Study points to link between fan attendance COVID-19 spikes

A preliminary study submitted to The Lancet scientific journal links fan attendance at NFL games last season to spikes in COVID-19 cases in host counties.

Meanwhile the NFL promoted an MIT study that found no “case clusters” in the aftermath of 119 games played in front of fans last season.

Study: ‘NFL games led to episodic spikes’

The independent study linking fan attendance to COVID-19 spikes was co-authored by researchers from the University of Southern Mississippi, the University of Miami, Georgetown and Texas A&M. It studied the aftermath of 269 games last season — 117 with fans and 152 without fans as a control group. The study found that “the evidence overwhelmingly supports that fan attendance at NFL games led to episodic spikes in the count of COVID-19 cases/rates” without concluding a causal link.

The results of the study are preliminary and have not yet been peer-reviewed.

Per the study, games with fan attendance of less than 5,000 were not linked to spikes in COVID-19 while games with 20,000-plus fans “generated significantly greater spikes in the case count:”

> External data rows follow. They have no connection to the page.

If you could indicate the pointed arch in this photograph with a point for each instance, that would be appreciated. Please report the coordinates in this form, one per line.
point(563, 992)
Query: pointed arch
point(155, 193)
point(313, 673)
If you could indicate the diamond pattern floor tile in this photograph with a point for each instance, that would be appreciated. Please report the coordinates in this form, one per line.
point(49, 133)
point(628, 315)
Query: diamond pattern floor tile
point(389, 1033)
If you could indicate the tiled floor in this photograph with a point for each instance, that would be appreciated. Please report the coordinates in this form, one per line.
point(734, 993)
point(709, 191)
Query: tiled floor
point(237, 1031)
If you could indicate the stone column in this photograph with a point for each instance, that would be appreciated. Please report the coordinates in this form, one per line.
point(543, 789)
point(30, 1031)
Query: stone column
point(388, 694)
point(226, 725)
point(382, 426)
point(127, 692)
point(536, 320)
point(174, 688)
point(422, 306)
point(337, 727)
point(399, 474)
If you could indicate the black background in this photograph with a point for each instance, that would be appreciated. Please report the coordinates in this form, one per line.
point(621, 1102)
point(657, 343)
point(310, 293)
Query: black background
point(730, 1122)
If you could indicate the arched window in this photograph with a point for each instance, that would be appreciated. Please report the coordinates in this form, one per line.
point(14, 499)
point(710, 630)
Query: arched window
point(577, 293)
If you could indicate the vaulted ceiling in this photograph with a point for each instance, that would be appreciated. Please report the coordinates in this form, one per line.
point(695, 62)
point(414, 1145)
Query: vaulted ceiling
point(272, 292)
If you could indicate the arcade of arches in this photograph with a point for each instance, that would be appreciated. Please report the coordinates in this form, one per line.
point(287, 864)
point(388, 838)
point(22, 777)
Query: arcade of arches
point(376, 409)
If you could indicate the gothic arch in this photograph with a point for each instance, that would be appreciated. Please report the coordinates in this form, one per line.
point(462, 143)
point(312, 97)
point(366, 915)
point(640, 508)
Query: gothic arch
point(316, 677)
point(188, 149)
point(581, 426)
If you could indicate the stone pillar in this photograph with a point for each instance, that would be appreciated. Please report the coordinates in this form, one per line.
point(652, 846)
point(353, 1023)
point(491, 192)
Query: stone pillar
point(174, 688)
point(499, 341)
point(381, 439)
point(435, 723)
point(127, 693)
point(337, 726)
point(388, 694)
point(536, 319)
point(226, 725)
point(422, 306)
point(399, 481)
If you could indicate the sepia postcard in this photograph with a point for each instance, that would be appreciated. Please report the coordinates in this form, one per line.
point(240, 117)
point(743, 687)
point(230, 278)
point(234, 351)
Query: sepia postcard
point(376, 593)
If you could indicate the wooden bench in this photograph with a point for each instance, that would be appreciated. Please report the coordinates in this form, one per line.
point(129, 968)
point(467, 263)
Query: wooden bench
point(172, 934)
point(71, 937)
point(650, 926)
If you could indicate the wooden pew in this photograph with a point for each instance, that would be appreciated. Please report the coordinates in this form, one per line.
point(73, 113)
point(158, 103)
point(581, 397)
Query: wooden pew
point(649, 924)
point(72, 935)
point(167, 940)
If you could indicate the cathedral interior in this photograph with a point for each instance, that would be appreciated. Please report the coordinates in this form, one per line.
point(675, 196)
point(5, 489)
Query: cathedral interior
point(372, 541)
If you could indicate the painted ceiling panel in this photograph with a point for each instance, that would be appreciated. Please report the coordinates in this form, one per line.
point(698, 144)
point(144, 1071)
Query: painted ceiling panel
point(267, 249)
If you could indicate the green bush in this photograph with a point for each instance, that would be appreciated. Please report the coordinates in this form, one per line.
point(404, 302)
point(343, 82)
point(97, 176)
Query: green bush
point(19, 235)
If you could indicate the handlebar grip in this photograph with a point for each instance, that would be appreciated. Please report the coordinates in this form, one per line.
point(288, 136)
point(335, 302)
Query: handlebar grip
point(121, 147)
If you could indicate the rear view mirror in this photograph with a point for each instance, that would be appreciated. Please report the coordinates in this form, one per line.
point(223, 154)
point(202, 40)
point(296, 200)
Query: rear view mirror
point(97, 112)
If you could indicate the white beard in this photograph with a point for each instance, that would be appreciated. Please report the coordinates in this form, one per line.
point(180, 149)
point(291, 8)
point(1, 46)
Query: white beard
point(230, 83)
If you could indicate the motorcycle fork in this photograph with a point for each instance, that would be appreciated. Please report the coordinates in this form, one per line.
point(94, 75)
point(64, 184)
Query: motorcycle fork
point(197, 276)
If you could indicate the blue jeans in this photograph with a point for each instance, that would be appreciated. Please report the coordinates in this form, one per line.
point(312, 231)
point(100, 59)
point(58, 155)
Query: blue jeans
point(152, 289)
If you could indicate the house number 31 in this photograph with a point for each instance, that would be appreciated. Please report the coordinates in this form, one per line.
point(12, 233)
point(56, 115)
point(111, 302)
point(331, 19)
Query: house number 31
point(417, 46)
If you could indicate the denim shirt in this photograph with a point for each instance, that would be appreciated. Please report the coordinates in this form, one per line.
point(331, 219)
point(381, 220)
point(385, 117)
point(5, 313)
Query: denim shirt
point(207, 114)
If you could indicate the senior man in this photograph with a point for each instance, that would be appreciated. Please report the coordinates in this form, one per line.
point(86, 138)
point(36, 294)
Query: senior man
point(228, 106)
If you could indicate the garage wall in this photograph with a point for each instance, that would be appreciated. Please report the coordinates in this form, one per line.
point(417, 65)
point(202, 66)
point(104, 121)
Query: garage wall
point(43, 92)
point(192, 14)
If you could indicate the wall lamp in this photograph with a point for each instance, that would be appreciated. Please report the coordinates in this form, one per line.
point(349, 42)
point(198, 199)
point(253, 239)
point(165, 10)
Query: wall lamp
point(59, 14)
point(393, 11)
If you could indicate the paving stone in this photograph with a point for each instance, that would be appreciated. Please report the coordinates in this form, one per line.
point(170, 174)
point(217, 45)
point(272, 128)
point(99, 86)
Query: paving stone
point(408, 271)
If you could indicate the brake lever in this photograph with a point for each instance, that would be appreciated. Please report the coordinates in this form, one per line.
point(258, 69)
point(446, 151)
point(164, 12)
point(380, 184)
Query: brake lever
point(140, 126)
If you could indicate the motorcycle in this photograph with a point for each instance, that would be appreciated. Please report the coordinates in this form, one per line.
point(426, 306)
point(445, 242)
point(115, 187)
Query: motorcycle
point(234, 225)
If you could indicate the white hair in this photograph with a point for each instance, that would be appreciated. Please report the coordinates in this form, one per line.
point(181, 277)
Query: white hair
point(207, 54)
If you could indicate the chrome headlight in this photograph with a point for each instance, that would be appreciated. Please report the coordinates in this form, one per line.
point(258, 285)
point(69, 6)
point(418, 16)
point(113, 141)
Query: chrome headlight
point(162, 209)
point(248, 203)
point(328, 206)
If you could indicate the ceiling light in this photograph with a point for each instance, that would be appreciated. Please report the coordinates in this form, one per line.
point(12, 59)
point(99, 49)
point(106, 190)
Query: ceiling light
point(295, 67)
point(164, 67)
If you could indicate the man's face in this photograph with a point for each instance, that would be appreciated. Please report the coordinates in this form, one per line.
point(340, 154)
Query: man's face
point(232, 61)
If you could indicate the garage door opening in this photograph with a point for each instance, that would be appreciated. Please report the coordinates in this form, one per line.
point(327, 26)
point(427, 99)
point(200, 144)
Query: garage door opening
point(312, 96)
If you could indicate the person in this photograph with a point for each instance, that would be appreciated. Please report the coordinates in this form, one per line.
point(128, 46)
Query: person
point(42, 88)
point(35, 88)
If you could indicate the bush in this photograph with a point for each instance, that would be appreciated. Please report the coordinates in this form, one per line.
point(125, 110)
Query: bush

“The results of this primary analysis of COVID-19 incidence levels in the context of mass gatherings at sporting events provides compelling evidence that the presence of fans at NFL home games during the 2020/2021 season led to increased levels of COVID-19 cases and rates both in the counties in which the venues are nested within, and the surrounding counties in which fans likely travel from to attend.

“The increased spikes in COVID-19 cases and rates among those games attended by fans, particularly for large crowds of over 20,000 suggest that return to sporting and other mass gathering events should be handled with extreme caution and may indeed be premature.”

The study was published on March 30, the same day NFL commissioner Roger Goodell announced: “we expect to have full stadiums in the upcoming season.”

Did NFL fan attendance lead to more cases of COVID-19? (Mitchell Leff/Getty Images)

Nineteen teams hosted fans at varying capacities last season while 13 stadiums remained empty. The Dallas Cowboys led the league in attendance with an average of 28,187 fans per home game, per ESPN. The Jacksonville Jaguars (15,919) and Tampa Bay Buccaneers (14,483) ranked second and third in average attendance.

NFL: MIT study didn’t find a link

In an interview with the New York Times, NFL executive vice president for communications Jeff Miller cited MIT Sports Lab research that found no notable increases in COVID-19 infection rates “in the appreciable time frame following the games.” He described the data as “heartening.”

The MIT study Miller cited is unpublished, according to the Times. 

Proving causation a significant research challenge

The Times also spoke with a CUNY expert who emphasized the difficulties of drawing causation conclusions either way in linking fan attendance to COVID-19 spikes. Bruce Y. Lee, the executive director of Public Health Informatics Computational and Operations Research at City University of New York School of Public Health, pointed out that NFL games generate gatherings away from stadiums as friends and family watch together in bars and homes. 

“The strength of these studies is they are showing something, but the correlations can only point out the possibilities, not the causation,” Lee said. “It’s not just a football game and people go home. There are all these associated activities around the game.”

Lee’s analysis suggests that studies would need to use detailed contact tracing data that’s scattered and not widely available to reach a precise conclusion on the impact of NFL fan attendance on the spread of COVID-19.